Geographies of Social Change

GPS Slideshow

A well-established research strength within Human Geography at Newcastle explores and extends an applied, critical understanding of cities and urbanism. Geographies of Social Change encompasses the work of 10 staff in the School (Bonnett, Botterill, Champion, Coombes, Hopkins, Jarvis, Laurie, Nayak, Stenning, Tate) and more than a dozen current or recently completed postgraduate students.

The common core of our research is its attention to the changing social geographies of towns and cities, through which we explore often longstanding and always important social issues in projects which are both methodologically and theoretically innovative. We seek to understand the everyday geographies of urban life and to explore the intersections and inequalities which shape those geographies. Ideas about identity, families and households, health, welfare and care, infrastructures and community run through our research and these lead us to connect with issues of gender, race, ethnicity and migration, youth, religion, class, social size and generation, amongst others.

The work of Newcastle's urban social geographers is both international and interdisciplinary. We are proud of both our local research, much of which builds on participative and collaborative projects with communities across the North East, and of our more global collaborations.

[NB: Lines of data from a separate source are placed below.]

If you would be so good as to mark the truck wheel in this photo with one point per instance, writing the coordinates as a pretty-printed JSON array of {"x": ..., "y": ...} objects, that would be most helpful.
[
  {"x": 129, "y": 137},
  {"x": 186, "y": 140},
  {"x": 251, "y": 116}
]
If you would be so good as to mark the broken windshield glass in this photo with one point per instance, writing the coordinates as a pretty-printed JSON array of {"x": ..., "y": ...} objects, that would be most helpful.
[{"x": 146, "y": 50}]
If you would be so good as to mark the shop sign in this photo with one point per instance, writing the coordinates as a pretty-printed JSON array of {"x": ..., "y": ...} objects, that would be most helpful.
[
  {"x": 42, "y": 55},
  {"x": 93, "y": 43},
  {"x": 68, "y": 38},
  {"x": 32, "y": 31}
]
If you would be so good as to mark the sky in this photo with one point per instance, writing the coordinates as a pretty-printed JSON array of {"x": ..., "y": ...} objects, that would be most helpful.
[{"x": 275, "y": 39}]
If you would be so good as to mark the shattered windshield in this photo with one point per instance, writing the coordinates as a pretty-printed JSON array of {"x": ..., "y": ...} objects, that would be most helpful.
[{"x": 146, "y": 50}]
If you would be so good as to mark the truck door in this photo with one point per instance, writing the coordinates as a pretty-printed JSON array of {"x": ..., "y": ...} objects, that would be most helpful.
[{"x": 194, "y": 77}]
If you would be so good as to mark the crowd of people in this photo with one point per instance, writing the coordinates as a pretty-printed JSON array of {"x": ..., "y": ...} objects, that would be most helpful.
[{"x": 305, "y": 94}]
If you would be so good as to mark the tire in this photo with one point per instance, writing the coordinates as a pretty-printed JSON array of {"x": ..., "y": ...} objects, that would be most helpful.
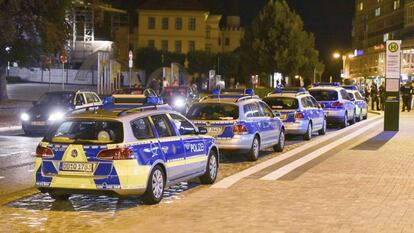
[
  {"x": 253, "y": 154},
  {"x": 59, "y": 197},
  {"x": 353, "y": 120},
  {"x": 323, "y": 130},
  {"x": 344, "y": 122},
  {"x": 281, "y": 143},
  {"x": 308, "y": 135},
  {"x": 155, "y": 187},
  {"x": 212, "y": 169}
]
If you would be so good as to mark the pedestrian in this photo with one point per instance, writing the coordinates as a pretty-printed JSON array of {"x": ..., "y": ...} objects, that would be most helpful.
[
  {"x": 406, "y": 92},
  {"x": 374, "y": 96},
  {"x": 382, "y": 95}
]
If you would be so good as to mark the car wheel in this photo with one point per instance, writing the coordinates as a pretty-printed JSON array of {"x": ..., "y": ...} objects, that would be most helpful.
[
  {"x": 344, "y": 122},
  {"x": 212, "y": 169},
  {"x": 323, "y": 130},
  {"x": 281, "y": 143},
  {"x": 308, "y": 135},
  {"x": 253, "y": 154},
  {"x": 155, "y": 187},
  {"x": 59, "y": 197}
]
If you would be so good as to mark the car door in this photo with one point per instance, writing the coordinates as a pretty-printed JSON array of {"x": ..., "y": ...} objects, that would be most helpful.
[
  {"x": 269, "y": 125},
  {"x": 171, "y": 146},
  {"x": 194, "y": 145}
]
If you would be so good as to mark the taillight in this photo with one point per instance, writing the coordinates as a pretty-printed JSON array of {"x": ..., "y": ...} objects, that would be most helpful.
[
  {"x": 43, "y": 152},
  {"x": 299, "y": 115},
  {"x": 337, "y": 104},
  {"x": 116, "y": 154},
  {"x": 239, "y": 129}
]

The international, transnational and comparative work that many of us undertake showcases specialist research skills (in language-based area studies, for example) and allows us to draw on a wide range of contexts and experiences in our seminars and workshops.

These international collaborations also support the work of our postgraduate students who have, in recent years, undertaken research in Poland, Peru, Colombia, Nigeria, Serbia, Thailand, Bolivia and the UK. Our interdisciplinary engagements mean that many of us work closely with our colleagues in Sociology, in the Institute of Health and Society, and in the International Centre for Cultural and Heritage Studies, amongst others.

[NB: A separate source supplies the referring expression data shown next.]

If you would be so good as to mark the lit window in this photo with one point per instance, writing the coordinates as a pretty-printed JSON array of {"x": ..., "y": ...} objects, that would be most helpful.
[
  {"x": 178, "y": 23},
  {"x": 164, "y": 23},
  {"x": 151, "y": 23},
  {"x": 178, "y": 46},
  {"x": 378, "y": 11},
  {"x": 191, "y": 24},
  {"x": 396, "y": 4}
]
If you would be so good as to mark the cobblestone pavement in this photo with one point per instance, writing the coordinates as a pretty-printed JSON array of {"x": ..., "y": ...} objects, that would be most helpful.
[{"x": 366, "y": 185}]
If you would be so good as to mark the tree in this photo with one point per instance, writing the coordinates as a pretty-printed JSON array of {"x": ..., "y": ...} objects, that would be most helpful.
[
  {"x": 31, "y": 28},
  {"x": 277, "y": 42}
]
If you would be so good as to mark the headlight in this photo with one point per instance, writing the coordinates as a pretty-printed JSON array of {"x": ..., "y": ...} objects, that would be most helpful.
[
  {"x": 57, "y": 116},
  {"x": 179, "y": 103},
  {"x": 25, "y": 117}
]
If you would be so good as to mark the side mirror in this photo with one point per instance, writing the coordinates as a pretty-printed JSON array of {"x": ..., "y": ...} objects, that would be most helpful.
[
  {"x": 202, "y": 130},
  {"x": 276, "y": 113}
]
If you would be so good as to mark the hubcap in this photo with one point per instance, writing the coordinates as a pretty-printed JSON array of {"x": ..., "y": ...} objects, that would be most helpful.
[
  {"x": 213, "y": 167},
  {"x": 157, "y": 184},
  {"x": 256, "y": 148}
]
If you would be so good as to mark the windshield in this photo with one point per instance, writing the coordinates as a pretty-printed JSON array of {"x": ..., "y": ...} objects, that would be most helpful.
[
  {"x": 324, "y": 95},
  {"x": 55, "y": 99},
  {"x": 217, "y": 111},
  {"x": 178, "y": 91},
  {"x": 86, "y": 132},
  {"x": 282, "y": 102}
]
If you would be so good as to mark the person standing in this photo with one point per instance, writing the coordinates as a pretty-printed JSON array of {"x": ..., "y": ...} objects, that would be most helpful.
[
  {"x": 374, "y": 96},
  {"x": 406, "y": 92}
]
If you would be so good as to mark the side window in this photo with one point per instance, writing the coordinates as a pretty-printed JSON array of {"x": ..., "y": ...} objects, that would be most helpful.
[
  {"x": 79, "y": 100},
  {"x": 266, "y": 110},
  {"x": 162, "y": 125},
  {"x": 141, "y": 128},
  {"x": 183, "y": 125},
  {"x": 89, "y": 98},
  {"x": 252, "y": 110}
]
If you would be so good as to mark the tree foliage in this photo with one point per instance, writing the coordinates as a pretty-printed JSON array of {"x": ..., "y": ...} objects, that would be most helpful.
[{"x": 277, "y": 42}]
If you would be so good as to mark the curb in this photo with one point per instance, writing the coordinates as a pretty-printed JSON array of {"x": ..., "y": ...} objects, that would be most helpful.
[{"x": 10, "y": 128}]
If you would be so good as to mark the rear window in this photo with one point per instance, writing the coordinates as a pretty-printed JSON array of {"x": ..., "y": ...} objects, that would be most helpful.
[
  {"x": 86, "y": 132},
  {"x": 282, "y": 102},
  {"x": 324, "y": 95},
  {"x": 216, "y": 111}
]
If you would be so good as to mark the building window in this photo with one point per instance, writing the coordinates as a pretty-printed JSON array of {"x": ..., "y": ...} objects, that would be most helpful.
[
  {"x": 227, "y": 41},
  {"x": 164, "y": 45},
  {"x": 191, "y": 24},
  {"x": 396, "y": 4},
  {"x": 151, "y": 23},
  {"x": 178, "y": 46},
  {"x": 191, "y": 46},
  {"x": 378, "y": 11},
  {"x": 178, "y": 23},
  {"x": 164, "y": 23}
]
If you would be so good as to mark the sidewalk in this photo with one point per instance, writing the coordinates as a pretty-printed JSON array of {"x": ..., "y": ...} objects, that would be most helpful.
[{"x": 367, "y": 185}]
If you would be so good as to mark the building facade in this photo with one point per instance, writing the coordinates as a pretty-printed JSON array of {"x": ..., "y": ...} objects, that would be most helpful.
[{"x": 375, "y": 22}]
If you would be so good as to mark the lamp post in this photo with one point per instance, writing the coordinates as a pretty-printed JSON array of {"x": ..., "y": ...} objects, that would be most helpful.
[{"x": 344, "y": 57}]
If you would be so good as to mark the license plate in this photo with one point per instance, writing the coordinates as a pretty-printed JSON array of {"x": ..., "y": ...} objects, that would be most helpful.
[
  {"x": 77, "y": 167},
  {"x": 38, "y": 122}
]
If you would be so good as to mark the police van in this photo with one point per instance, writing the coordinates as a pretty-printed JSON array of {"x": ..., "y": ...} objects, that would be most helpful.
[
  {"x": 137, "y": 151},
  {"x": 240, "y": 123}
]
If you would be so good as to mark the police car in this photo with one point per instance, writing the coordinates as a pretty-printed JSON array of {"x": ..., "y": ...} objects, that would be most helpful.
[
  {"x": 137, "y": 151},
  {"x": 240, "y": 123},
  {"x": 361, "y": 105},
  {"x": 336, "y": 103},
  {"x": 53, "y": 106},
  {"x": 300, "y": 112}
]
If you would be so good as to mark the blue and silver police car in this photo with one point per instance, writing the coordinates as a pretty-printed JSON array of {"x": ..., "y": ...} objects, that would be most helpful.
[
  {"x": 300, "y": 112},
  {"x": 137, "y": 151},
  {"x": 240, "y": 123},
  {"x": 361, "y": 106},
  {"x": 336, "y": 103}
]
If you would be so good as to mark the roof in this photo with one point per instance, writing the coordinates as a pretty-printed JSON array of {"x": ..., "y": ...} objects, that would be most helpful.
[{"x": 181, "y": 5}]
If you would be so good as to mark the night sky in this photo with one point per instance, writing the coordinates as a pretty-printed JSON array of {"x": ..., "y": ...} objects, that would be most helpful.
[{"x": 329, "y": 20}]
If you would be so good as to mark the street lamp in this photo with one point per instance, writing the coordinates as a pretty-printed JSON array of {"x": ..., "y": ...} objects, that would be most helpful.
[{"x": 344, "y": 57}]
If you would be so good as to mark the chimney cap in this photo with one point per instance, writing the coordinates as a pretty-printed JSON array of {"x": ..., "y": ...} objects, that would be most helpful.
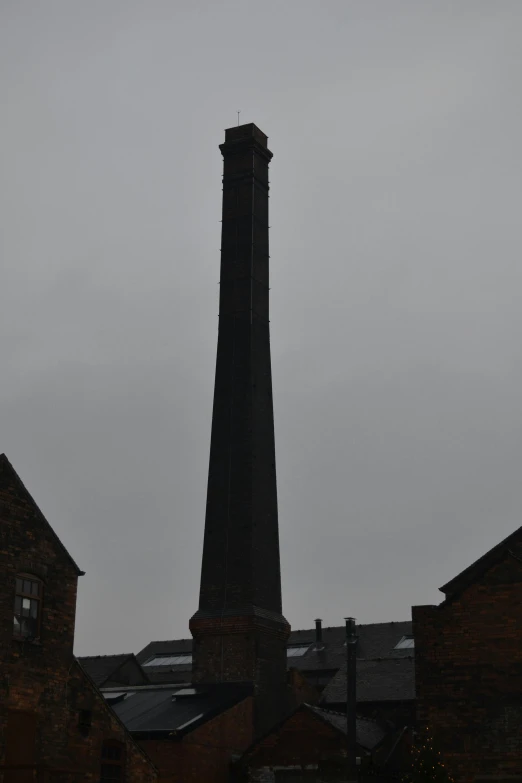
[{"x": 244, "y": 132}]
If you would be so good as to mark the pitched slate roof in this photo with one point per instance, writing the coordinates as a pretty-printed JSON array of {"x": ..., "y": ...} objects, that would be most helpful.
[
  {"x": 157, "y": 710},
  {"x": 382, "y": 679},
  {"x": 511, "y": 544},
  {"x": 368, "y": 732},
  {"x": 9, "y": 474},
  {"x": 100, "y": 667},
  {"x": 374, "y": 640}
]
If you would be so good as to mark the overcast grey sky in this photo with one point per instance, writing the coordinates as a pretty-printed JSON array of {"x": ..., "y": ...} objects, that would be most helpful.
[{"x": 396, "y": 315}]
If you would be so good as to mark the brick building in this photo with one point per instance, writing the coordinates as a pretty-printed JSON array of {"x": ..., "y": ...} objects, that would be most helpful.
[
  {"x": 468, "y": 666},
  {"x": 54, "y": 723},
  {"x": 311, "y": 743}
]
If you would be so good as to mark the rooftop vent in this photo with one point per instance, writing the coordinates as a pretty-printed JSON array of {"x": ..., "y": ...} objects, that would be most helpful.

Research in this strand has led to the publication of key texts for prestigious publishers: Cities and Gender (Jarvis); Young People, Place and Identity (Hopkins); Domesticating Neoliberalism (Stenning); Indigenous Development in the Andes: Culture, Power, and Transnationalism (Laurie) and Gender, Youth and Culture: Young Masculinities and Femininities (Nayak).

It has also attracted funding from a variety of sources, both academic (including ESRC, AHRC, Nuffield, and the British Academy) and policy (such as the Department for Transport, the Scottish Government, the Forestry Commission, and the Department for Communities and Local Government). Through these collaborations, we engage with a range of key policy agendas, including those around citizenship, asylum, volunteering, community, health and faith.

Some of our urban social geographies work takes place within the Centre for Urban and Regional Development Studies (CURDS), a research centre with a strong track record in academically-rigorous, policy-relevant research on city-regions, migration and commuting, geographies of unemployment, and housing markets (Coombes, Champion).